Chamber of Commece Calls Scheme Liability a Label in Search of a Cause of Action
The theory of scheme liability under which non-speaking actors, such as auditors and investment banks, can be held liable for securities fraud is no more than aiding and abetting liability disguised behind a new name, asserts the US Chamber of Commerce in a brief filed with the Supreme Court. It is instructive to note, said the Chamber, that scheme liability emerged after the Court and Congress rejected aiding and abetting liability in private securities fraud actions. The theory has been extended to counterparties involved with an issuer merely through a commercial or financial transaction. Moreover, scheme liability has no effective limiting principle, which the Chamber believes is reason enough to reject the theory.
The Chamber further contends that scheme liability would put US companies at a tremendous competitive disadvantage. For example, issuers of securities would have to price their commercial transactions to reflect the substantial added risk of liability for their counterparties. Moreover, in order to avoid litigation risk, both domestic and foreign companies would have significant incentives to do business with companies listed on foreign exchanges, or with private companies. Business choices would be based on factors like price, efficiency, quality, and service, said the Chamber, rather than on litigation risk.

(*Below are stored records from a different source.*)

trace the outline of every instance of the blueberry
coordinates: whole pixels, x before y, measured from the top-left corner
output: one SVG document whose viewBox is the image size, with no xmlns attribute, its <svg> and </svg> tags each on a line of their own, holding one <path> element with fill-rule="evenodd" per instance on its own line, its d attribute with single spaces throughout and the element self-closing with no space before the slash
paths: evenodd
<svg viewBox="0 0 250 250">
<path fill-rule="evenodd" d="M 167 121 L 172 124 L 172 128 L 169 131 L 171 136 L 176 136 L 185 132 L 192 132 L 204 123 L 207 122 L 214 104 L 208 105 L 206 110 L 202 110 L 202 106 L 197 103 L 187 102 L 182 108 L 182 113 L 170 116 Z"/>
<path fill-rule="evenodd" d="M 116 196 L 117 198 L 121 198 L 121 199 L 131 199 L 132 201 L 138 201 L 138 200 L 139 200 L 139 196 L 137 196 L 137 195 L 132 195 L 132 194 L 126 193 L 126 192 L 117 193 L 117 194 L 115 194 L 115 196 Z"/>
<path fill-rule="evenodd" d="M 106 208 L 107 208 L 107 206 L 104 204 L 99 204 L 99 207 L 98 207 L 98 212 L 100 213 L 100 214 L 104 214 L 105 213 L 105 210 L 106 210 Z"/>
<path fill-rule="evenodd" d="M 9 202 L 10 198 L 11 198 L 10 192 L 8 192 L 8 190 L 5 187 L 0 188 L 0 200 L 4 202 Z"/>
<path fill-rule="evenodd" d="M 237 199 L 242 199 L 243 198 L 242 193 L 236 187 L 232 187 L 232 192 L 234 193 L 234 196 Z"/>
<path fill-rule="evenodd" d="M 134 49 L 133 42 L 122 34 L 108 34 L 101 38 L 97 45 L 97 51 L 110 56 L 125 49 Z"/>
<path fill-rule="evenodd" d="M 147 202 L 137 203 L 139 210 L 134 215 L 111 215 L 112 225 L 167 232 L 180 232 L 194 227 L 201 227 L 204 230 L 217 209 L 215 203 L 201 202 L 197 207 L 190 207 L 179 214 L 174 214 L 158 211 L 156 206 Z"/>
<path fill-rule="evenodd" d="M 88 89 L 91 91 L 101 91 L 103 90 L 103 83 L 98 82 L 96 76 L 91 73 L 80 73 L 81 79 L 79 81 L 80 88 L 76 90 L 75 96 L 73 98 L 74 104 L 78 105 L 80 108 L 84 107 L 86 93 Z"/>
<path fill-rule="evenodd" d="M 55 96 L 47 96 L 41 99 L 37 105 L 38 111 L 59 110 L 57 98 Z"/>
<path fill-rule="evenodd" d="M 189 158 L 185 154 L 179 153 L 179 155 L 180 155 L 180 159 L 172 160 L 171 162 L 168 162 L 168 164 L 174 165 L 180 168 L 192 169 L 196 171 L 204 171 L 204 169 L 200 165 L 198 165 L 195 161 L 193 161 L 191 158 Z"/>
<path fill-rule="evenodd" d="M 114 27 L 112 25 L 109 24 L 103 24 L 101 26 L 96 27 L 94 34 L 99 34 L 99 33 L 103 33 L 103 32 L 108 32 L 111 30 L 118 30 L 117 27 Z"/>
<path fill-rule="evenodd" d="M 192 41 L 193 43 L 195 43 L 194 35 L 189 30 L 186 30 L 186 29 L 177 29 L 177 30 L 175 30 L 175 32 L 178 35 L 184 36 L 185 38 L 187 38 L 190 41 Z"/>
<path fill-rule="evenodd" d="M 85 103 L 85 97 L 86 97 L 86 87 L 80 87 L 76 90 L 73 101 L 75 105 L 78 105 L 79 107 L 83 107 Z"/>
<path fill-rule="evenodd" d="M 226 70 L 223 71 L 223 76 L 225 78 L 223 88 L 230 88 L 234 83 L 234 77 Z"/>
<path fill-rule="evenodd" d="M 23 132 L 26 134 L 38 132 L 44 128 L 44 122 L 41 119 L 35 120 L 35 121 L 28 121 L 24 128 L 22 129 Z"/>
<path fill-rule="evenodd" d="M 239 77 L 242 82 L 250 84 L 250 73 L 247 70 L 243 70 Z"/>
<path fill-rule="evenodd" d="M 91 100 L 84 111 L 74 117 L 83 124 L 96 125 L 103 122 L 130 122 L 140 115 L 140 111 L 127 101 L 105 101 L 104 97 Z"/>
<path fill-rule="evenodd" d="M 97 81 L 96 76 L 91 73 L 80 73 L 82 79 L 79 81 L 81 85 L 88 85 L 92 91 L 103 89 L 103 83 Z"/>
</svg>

In the case of Stoneridge Investment Partners, LLC v. Scientific-Atlanta, Inc. (No. 06-43), the Supreme Court is slated to determine whether non-speaking actors, such as investment banks and auditors, that knowingly commit securities fraud can be held liable for their actions. The Chamber’s brief addressing this question, a concept known as scheme liability, was filed in support of the defendants in the Stoneridge case.
Calling scheme liability the antithesis of the legal certainty that business requires, the Chamber observed that a counterparty has no ability to audit or dictate accounting decisions made by the company’s management and auditors. Moreover, business transactions are often subject to complex, changing, or inherently subjective accounting rules. Requiring a business to monitor its counterparty’s accounting in every commercial transaction, said the Chamber, will greatly expand costs and litigation risk. The Chamber questions the very efficacy of a theory of scheme liability that would subject business to such extreme hazards.
The Court’s approval of scheme liability, warned the Chamber, would send a chill through boardrooms worldwide since any firm, anywhere, doing business with US companies would have to live with the risk that the transaction could later be portrayed as fraudulent.
Unlike scheme liability, argued the Chamber, a duty to disclose is individual, not derivative, and provides an objective and workable, bright line standard that looks at the relationship between the parties rather than the defendant’s subjective intent. Duty to disclose is a legal question, and there is well-developed law to guide businesses concerning when such a duty exists.